Confirmaram presença na audiência:

– o diretor da Agência Nacional de Aviação Civil (Anac), Juliano Alcântara Noman;
– o presidente do Conselho Estadual de Defesa do Consumidor de Rondônia (Condecon-RO), Gabriel Tomasete;
– o procurador de Defesa do Consumidor do Conselho Federal da Ordem dos Advogados do Brasil (OAB), Walter Jose Faiad de Moura;
– a presidente da Associação Nacional do Ministério Público do Consumidor (MPCon), Sandra Lengruber da Silva;
– o diretor de Serviços e Suporte Jurídico da Empresa Brasileira de Infraestrutura Aeroportuária (Infraero), Gilvandro Vasconcelos; e
– o diretor-geral da International Air Transport Association (Iata) no Brasil, Dany Oliveira.

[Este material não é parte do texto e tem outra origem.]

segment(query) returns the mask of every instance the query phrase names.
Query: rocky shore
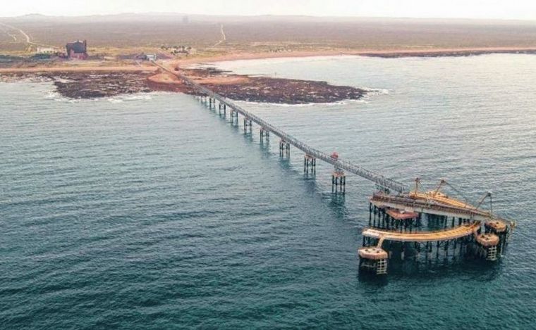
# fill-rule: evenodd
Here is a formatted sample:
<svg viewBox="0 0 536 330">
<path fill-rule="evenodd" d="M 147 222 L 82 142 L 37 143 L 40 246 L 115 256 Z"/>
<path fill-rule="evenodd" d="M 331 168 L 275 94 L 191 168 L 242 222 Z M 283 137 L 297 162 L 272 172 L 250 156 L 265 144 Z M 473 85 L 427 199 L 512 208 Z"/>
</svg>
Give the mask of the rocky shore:
<svg viewBox="0 0 536 330">
<path fill-rule="evenodd" d="M 214 68 L 184 70 L 189 77 L 215 92 L 235 101 L 284 104 L 332 103 L 358 100 L 366 91 L 333 86 L 325 82 L 251 77 Z M 121 94 L 167 91 L 195 94 L 173 75 L 152 71 L 65 71 L 4 73 L 0 81 L 50 81 L 58 92 L 70 99 L 96 99 Z"/>
</svg>

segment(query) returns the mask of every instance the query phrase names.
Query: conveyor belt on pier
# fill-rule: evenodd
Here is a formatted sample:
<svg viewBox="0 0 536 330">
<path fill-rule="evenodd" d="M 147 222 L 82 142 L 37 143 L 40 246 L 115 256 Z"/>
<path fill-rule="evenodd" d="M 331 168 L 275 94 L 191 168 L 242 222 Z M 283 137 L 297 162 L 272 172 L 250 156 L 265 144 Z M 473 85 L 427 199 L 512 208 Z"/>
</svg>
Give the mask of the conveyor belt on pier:
<svg viewBox="0 0 536 330">
<path fill-rule="evenodd" d="M 169 70 L 165 66 L 162 65 L 154 61 L 153 61 L 152 63 L 153 64 L 162 68 L 162 70 L 165 70 L 166 72 L 168 72 L 176 76 L 179 79 L 182 80 L 186 84 L 193 87 L 198 92 L 202 93 L 205 95 L 207 95 L 207 96 L 214 99 L 216 100 L 218 100 L 220 104 L 226 105 L 227 107 L 241 114 L 247 119 L 252 120 L 252 122 L 255 122 L 257 125 L 262 127 L 264 129 L 269 131 L 270 133 L 274 134 L 274 135 L 280 137 L 281 139 L 284 140 L 285 141 L 294 146 L 296 148 L 298 148 L 298 149 L 301 150 L 302 151 L 305 153 L 307 155 L 309 155 L 310 156 L 314 157 L 317 159 L 324 160 L 324 162 L 331 164 L 336 167 L 339 168 L 341 170 L 343 170 L 350 173 L 353 173 L 356 175 L 359 175 L 360 177 L 367 179 L 370 181 L 372 181 L 372 182 L 374 182 L 378 186 L 385 188 L 386 189 L 389 189 L 393 191 L 396 191 L 398 193 L 406 193 L 408 191 L 408 188 L 403 184 L 398 182 L 392 179 L 389 179 L 386 177 L 384 177 L 383 175 L 380 174 L 375 173 L 372 171 L 361 167 L 360 166 L 355 165 L 354 163 L 352 163 L 351 162 L 341 160 L 340 158 L 336 158 L 336 159 L 334 158 L 330 155 L 323 153 L 314 148 L 312 148 L 310 146 L 307 145 L 306 144 L 298 140 L 298 139 L 292 137 L 291 135 L 287 133 L 285 133 L 281 129 L 269 124 L 269 122 L 266 122 L 262 118 L 253 115 L 252 113 L 250 113 L 249 111 L 246 110 L 242 107 L 235 104 L 233 102 L 229 101 L 229 99 L 221 96 L 221 95 L 219 95 L 214 93 L 214 91 L 211 91 L 210 89 L 206 87 L 201 86 L 200 84 L 194 82 L 193 80 L 188 78 L 188 77 L 181 73 L 180 72 Z"/>
<path fill-rule="evenodd" d="M 446 217 L 461 217 L 473 220 L 485 221 L 490 219 L 500 219 L 489 212 L 476 208 L 473 206 L 458 206 L 438 202 L 434 200 L 422 200 L 408 196 L 393 196 L 377 193 L 372 195 L 370 203 L 379 208 L 390 208 L 396 210 L 405 210 L 409 212 L 442 215 Z"/>
</svg>

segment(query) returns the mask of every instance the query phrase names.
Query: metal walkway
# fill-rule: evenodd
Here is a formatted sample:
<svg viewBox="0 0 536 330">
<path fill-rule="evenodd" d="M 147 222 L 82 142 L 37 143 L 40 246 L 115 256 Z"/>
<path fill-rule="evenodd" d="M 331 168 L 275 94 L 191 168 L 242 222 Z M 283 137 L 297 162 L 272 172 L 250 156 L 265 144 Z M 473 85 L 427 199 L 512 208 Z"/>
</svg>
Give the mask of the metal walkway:
<svg viewBox="0 0 536 330">
<path fill-rule="evenodd" d="M 376 193 L 370 198 L 370 203 L 378 208 L 404 210 L 418 213 L 461 217 L 475 221 L 486 221 L 490 219 L 506 221 L 489 212 L 475 207 L 454 206 L 434 201 L 415 199 L 406 196 L 393 196 Z"/>
<path fill-rule="evenodd" d="M 396 191 L 401 193 L 407 193 L 408 191 L 408 188 L 406 186 L 406 185 L 404 185 L 402 183 L 393 180 L 392 179 L 389 179 L 386 177 L 384 177 L 383 175 L 374 172 L 369 170 L 366 170 L 353 163 L 341 160 L 341 159 L 333 158 L 331 158 L 330 155 L 328 155 L 327 153 L 323 153 L 317 149 L 315 149 L 307 145 L 304 142 L 302 142 L 301 141 L 292 137 L 291 135 L 287 133 L 285 133 L 282 130 L 279 129 L 275 126 L 273 126 L 272 125 L 269 124 L 269 122 L 266 122 L 262 118 L 260 118 L 259 117 L 245 110 L 242 107 L 235 104 L 234 103 L 229 101 L 226 98 L 224 98 L 224 96 L 221 96 L 221 95 L 219 95 L 214 93 L 210 89 L 201 86 L 200 84 L 194 82 L 193 80 L 188 78 L 188 77 L 181 73 L 180 72 L 173 71 L 171 70 L 169 70 L 169 68 L 154 61 L 152 61 L 152 63 L 158 66 L 161 69 L 165 70 L 166 72 L 168 72 L 172 75 L 174 75 L 179 79 L 182 80 L 185 82 L 185 84 L 193 87 L 199 93 L 207 95 L 209 97 L 211 97 L 215 100 L 217 100 L 220 103 L 220 104 L 226 105 L 227 107 L 230 108 L 233 110 L 238 112 L 238 113 L 244 116 L 246 119 L 254 122 L 255 123 L 256 123 L 257 125 L 262 127 L 262 129 L 267 131 L 269 131 L 270 133 L 274 134 L 276 136 L 280 137 L 282 140 L 284 140 L 286 142 L 288 142 L 290 144 L 294 146 L 296 148 L 298 148 L 298 149 L 301 150 L 302 151 L 305 153 L 307 155 L 309 155 L 315 158 L 324 160 L 324 162 L 329 164 L 333 165 L 335 167 L 338 169 L 343 170 L 346 172 L 348 172 L 350 173 L 353 173 L 361 177 L 367 179 L 367 180 L 372 181 L 372 182 L 375 183 L 378 186 L 382 188 L 384 188 L 386 189 L 389 189 L 393 191 Z"/>
</svg>

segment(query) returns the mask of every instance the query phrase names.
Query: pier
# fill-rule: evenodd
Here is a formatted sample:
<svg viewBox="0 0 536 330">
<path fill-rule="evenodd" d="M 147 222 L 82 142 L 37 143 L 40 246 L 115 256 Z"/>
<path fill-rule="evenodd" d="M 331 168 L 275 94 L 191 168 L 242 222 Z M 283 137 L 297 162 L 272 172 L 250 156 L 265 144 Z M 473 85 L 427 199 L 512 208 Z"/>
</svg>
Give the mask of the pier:
<svg viewBox="0 0 536 330">
<path fill-rule="evenodd" d="M 230 113 L 231 122 L 238 125 L 238 115 L 243 119 L 244 132 L 251 132 L 252 124 L 258 125 L 261 141 L 274 135 L 279 139 L 279 155 L 288 158 L 291 146 L 304 153 L 304 173 L 315 174 L 317 160 L 333 166 L 331 190 L 334 193 L 346 191 L 346 175 L 353 174 L 365 178 L 377 187 L 370 200 L 369 227 L 363 230 L 363 247 L 358 250 L 359 268 L 377 275 L 387 274 L 388 261 L 394 254 L 403 260 L 472 256 L 496 261 L 502 255 L 515 222 L 498 217 L 492 212 L 492 195 L 487 194 L 477 206 L 467 201 L 448 196 L 440 192 L 441 180 L 434 191 L 420 191 L 420 179 L 415 180 L 413 191 L 405 184 L 358 164 L 341 159 L 337 153 L 322 152 L 295 138 L 263 119 L 250 113 L 221 95 L 196 83 L 176 68 L 170 70 L 154 61 L 153 64 L 174 75 L 191 87 L 197 97 L 209 108 L 217 107 L 225 116 Z M 481 208 L 489 199 L 490 210 Z M 427 230 L 428 229 L 433 230 Z M 440 253 L 441 250 L 441 253 Z"/>
</svg>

O deputado Felipe Carreras (PSB-PE), um dos autores do requerimento para realização da audiência, lembra que em março de 2019 a Câmara dos Deputados aprovou o PL 2724/15, que eleva a participação do capital estrangeiro com direito a voto nas empresas de transporte aéreo. Também está em discussão no Congresso Nacional a Medida Provisória 863/18, que modifica o Código Brasileiro de Aeronáutica e estabelece a abertura do setor aéreo.

Capital estrangeiro
“Ambas as medidas vêm no mesmo sentido: de permitir que as empresas aéreas brasileiras tenham até 100% de capital estrangeiro na sua composição e, assim, seja possível que novas companhias entrem no mercado nacional e haja uma maior concorrência. Mais atores disputando no mesmo mercado é benéfico para o desenvolvimento nacional e para o passageiro que, na ponta, pode ter acesso a mais voos e melhores preços”, observa o deputado.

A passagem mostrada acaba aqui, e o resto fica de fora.